La sentenza con la quale i giudici d'appello hanno 'certificato' l'assoluzione di chi era stato accusato di avere una responsabilità nella morte di Stefano Cucchi, costituisce l'ultimo tassello di una storia iniziata nel 2009, quando il giovane geometra romano fu arrestato per droga. Una storia giunta ad un'assoluzione in appello che ha ribaltato il giudizio di primo grado che aveva registrato la condanna di sei medici.
Era la notte del 15 ottobre 2009, quando Stefano Cucchi fu arrestato dai carabinieri perché trovato in possesso di sostanza stupefacente. Già nel cuore di quella notte si sentì male mentre era in caserma; tant'è che fu chiamata l'ambulanza, ma lui rifiutò di essere curato. Il giorno dopo fu portato in udienza, nel tribunale di Roma, per la convalida del suo arresto. Le sue condizioni portarono in tempi brevi a una peggioramento che lo fece finire al reparto detenuti dell'ospedale 'Pertini' di Roma.
Lì, una settimana dopo, all'alba del 22 ottobre, morì.

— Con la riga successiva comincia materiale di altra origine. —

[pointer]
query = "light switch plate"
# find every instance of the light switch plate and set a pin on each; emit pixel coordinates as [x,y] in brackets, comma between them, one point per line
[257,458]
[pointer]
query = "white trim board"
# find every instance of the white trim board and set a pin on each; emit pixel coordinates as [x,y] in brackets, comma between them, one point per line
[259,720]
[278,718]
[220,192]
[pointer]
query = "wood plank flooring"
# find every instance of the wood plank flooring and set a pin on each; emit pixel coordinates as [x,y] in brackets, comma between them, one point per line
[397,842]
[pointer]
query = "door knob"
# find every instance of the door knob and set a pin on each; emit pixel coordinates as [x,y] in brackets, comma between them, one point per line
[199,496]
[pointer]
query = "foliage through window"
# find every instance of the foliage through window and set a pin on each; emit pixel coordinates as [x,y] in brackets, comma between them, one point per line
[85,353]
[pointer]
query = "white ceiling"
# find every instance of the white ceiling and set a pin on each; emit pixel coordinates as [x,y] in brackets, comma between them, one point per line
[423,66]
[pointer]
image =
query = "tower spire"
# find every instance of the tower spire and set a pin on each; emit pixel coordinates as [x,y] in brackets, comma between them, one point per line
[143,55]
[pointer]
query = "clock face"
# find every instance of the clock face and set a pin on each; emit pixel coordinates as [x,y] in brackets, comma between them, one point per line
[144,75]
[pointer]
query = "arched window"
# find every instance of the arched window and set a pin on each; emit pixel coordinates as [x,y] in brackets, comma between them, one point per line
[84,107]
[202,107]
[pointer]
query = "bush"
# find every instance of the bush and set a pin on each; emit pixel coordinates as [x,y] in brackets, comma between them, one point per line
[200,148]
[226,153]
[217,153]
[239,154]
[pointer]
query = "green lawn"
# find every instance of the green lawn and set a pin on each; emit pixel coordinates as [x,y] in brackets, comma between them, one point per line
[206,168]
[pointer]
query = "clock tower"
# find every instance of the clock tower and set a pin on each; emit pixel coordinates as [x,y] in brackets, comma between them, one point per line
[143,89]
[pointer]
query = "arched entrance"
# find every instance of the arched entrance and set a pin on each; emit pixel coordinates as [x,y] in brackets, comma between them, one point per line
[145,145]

La storia processuale vide l'iscrizione nel registro degli indagati di dodici persone: sei medici, tre infermieri e tre agenti della penitenziaria. Terribili le accuse mosse dalla procura capitolina: a vario titolo e secondo le specifiche posizioni, abbandono di incapace, abuso d'ufficio, favoreggiamento, falsità ideologica, lesioni ed abuso di autorità. Terribile la tesi accusatoria iniziale: per la procura, infatti, Cucchi era stato 'pestato' nelle celle del tribunale, in ospedale erano state ignorate le sue richieste e addirittura era stato abbandonato e lasciato morire di fame e sete. E' stato un processo impegnativo quello istruito davanti alla III Corte d'assise di Roma; un processo nel quale ci sono state decine di consulenze, una maxi-perizia, le dichiarazioni di quasi 150 testimoni.
Due anni di lavoro al termine dei quali i giudici arrivarono a una conclusione diversa da quella prospettata dai pm. Per la III Corte d'assise, in sostanza, Cucchi non fu 'pestato' nelle celle, ma morì in ospedale per malnutrizione e l'attività dei medici fu segnata da trascuratezza e sciatteria. Ecco perché decisero che gli unici colpevoli di omicidio colposo fossero i medici e mandarono assolti infermieri e agenti penitenziari.
In attesa del processo d'appello, la novità fu un maxi-risarcimento accordato alla famiglia dall'ospedale. A fine settembre, l'apertura del dibattimento durato ben sette udienze.
Le novità non sono mancate. Una fra tutte: il Pg Mario Remus ha chiesto il ribaltamento della sentenza di primo grado, aggiungendo alla condanna dei medici anche quella di infermieri e agenti. Per il Pg, in una frase, il 'pestaggio' Cucchi lo subì, ma dopo e non prima l'udienza di convalida del suo arresto; e poi, tutti ebbero una responsabilità nella morte, e andavano condannati. E la difesa? Tutti a sollecitare l'assoluzione dei propri assistiti, con un di più: la richiesta di nullità della sentenza di primo grado che ha cambiato l'imputazione con la restituzione degli atti al pm per riformularla.
Il 31 ottobre la Corte d'assise d'appello, dopo tre ore di camera di consiglio, ha emesso la 'sua' verità: tutti gli imputati assolti, indistintamente, 'perché il fatto non sussiste'. La formula? Quella che richiama la vecchia insufficienza di prove. Novanta giorni, e le motivazioni della sentenza saranno a disposizione.